Déçu de ne pas avoir été invité aux 40 ans de l’usine issoise

Ce qui chagrine toutefois Camille Philippe, c’est de ne « pas avoir été invité par la SEB aux 60 ans de la marque, ni aux 40 ans de l’usine d’Is-sur-Tille ». Pourtant, il avait été convié aux 30 ans de cette dernière en 2003. Il s’en souvient : « À cette occasion, nous avions été, Raymond et moi, publiquement reconnus et récompensés par le maire de Selongey et a vions reçu la médaille de la Ville par Renauld Dutreil, ministre du Commerce et de l’Industrie de l’époque ».

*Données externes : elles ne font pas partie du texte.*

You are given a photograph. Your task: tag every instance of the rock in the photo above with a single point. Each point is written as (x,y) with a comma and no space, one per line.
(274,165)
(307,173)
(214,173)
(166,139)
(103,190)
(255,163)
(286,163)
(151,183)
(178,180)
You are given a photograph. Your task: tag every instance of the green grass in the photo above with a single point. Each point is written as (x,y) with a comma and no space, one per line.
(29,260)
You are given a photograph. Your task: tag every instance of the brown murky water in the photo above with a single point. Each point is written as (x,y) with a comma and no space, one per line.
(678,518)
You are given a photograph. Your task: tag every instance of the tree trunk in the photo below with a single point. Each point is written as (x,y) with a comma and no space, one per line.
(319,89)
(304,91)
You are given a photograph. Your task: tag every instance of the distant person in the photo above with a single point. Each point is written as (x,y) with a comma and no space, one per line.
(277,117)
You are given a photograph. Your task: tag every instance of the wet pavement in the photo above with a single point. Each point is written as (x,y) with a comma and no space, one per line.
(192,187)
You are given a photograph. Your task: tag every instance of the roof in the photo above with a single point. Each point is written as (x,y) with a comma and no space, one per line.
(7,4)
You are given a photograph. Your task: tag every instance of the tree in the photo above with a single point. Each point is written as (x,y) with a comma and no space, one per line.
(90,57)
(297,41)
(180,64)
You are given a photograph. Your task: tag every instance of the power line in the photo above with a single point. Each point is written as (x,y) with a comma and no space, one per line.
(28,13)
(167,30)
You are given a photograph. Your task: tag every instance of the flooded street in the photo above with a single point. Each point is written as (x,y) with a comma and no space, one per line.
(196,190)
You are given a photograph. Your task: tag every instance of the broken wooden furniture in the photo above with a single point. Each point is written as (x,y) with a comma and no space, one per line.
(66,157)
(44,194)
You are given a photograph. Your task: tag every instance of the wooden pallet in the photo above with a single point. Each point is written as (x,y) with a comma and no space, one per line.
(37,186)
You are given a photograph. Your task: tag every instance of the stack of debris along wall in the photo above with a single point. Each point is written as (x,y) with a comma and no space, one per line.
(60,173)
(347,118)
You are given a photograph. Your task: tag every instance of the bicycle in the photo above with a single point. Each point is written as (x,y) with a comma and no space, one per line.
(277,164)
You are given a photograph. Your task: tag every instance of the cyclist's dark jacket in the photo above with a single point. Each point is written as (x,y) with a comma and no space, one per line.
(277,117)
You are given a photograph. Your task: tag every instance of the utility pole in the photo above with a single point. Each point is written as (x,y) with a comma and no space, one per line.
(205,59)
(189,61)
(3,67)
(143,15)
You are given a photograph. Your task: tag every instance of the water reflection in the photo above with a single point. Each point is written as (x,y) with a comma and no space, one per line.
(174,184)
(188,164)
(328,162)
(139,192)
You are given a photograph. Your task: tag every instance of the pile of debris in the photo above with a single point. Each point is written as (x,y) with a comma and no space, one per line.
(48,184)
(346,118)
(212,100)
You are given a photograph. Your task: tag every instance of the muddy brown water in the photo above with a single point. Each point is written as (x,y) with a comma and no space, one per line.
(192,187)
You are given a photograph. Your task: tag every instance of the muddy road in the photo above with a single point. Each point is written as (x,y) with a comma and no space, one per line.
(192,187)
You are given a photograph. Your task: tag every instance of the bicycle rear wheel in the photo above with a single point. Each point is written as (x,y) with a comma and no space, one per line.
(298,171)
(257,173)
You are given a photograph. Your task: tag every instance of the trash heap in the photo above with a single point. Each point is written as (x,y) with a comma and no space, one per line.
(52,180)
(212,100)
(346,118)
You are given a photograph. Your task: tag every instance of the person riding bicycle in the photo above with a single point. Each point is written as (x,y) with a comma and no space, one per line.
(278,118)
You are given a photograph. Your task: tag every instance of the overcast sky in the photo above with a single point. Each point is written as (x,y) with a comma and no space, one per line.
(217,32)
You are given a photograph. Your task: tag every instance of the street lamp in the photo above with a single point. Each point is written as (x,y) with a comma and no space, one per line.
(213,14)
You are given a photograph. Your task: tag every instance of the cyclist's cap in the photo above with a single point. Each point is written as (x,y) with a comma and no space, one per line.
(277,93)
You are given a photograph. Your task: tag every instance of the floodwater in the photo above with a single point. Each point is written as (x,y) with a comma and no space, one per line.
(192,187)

Celui qui gardera toujours un souvenir ému pour ses cocottes tient à préciser : « Ce que je regrette aussi, c’est que nous n’avons pas été reconnus et, durant cinquante ans, il n’a pas été question d’inventeur et d’invention à la SEB. C’est mon plus grand regret». Il ajoute : «Je suis aussi l’inventeur du filtre permettant de fabriquer des friteuses sans odeur. Je suis un passionné. D’ailleurs, récemment, en utilisant une cocotte, j’ai eu l’idée d’une amélioration car parfois on a du mal à l’ouvrir. J’ai fait un prototype qui permet d’éviter cet inconvénient ».